Power iteration clustering (PIC) is a scalable and efficient algorithm for clustering vertices of a graph given pairwise similarties as edge properties, described in Lin and Cohen, Power Iteration Clustering. It computes a pseudo-eigenvector of the normalized affinity matrix of the graph via power iteration and uses it to cluster vertices.
Latent Dirichlet allocation (LDA) is a topic model which infers topics from a collection of text documents.
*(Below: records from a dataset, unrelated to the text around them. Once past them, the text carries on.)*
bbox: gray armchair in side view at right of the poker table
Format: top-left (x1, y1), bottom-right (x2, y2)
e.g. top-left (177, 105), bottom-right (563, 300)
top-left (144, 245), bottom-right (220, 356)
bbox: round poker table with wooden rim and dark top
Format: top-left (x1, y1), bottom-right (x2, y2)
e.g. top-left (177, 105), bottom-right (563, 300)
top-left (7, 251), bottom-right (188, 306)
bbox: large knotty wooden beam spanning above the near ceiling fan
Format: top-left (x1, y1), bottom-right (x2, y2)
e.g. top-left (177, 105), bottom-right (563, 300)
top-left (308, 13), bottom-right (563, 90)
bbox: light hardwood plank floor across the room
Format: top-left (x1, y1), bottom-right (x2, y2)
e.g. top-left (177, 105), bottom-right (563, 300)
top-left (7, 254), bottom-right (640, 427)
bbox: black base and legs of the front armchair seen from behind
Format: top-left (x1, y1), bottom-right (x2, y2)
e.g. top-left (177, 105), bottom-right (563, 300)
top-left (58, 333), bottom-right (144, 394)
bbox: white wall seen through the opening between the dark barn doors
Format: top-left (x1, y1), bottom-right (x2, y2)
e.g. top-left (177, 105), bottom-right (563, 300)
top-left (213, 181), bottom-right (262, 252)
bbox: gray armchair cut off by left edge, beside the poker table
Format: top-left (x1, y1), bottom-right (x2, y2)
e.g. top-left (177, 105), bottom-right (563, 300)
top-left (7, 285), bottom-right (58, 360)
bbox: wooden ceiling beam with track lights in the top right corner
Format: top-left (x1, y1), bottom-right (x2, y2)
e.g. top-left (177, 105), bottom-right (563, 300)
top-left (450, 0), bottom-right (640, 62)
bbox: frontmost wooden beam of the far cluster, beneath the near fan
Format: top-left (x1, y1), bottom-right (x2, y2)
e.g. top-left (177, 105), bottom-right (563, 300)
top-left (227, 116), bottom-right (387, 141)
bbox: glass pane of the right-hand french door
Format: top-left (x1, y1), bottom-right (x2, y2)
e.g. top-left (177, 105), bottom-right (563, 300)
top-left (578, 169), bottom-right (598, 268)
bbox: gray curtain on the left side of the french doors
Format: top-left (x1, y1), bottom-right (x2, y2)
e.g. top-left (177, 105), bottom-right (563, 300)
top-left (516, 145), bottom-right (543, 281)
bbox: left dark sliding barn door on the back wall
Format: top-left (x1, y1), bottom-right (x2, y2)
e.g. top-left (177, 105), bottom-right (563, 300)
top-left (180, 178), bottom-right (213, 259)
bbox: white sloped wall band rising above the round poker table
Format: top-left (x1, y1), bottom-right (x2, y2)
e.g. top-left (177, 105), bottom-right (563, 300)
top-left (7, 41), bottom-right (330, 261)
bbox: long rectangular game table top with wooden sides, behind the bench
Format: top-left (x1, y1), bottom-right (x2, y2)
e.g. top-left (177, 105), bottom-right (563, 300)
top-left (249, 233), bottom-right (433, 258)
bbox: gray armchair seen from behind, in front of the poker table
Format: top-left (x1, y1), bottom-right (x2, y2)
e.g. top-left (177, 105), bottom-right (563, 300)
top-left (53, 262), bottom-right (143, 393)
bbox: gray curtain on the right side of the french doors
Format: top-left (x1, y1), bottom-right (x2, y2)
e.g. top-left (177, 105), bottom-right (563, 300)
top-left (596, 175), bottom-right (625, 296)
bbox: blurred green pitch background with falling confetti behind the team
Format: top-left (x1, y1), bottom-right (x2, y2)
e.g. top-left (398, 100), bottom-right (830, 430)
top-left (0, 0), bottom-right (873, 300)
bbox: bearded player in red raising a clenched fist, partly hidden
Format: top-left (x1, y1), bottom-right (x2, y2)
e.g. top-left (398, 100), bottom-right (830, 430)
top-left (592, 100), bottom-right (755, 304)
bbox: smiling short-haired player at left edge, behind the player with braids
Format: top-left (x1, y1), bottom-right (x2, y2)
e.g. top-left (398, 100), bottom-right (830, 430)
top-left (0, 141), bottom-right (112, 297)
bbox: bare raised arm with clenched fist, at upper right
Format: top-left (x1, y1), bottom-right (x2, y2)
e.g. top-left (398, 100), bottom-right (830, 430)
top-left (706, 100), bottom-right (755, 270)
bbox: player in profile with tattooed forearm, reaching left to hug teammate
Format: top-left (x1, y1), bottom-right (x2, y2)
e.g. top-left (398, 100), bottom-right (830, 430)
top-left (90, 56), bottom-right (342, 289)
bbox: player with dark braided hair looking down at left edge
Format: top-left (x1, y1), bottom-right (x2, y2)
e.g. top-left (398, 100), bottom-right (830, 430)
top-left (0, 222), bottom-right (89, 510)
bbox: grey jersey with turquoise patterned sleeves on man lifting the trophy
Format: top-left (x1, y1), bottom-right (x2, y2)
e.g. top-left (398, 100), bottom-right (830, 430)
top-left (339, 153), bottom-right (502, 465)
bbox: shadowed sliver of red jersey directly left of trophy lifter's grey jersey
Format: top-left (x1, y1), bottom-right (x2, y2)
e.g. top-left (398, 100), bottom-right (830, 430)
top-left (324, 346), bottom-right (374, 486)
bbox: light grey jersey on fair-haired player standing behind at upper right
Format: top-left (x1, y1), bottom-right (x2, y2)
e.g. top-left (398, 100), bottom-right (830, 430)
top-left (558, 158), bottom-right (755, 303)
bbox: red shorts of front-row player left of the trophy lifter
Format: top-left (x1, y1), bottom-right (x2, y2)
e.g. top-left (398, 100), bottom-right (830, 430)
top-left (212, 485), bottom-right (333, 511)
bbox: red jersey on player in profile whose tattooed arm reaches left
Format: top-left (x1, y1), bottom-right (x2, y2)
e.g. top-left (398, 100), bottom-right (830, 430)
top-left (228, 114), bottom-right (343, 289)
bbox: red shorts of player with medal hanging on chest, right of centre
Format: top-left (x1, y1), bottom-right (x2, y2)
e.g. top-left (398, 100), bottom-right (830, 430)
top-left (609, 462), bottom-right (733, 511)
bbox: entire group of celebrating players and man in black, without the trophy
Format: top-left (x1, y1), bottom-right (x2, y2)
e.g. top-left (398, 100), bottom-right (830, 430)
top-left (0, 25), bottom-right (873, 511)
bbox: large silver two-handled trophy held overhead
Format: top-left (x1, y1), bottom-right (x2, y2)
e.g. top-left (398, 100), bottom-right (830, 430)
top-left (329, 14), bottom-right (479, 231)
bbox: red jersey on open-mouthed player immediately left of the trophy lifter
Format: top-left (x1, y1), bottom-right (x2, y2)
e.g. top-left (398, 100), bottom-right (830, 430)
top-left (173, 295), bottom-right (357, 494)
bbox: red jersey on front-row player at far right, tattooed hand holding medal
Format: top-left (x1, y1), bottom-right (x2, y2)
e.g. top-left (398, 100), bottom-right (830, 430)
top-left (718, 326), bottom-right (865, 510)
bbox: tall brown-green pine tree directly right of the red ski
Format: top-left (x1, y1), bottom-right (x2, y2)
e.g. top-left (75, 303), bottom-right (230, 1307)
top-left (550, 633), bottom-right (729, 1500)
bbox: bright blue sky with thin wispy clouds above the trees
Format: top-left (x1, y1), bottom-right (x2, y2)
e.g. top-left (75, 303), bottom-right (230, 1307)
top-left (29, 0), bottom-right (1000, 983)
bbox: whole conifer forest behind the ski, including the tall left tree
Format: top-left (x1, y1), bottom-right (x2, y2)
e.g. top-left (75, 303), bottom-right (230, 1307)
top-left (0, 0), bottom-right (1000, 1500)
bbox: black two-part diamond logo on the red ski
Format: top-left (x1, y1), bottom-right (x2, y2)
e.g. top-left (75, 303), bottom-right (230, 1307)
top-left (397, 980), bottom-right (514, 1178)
LDA can be thought of as a clustering algorithm as follows:
Topics correspond to cluster centers, and documents correspond to examples (rows) in a dataset.
Topics and documents both exist in a feature space, where feature vectors are vectors of word counts.
Rather than estimating a clustering using a traditional distance, LDA uses a function based on a statistical model of how text documents are generated.
LDA takes in a collection of documents as vectors of word counts. It learns clustering using expectation-maximizationon the likelihood function. After fitting on the documents, LDA provides:
Topics: Inferred topics, each of which is a probability distribution over terms (words).
Topic distributions for documents: For each document in the training set, LDA gives a probability distribution over topics.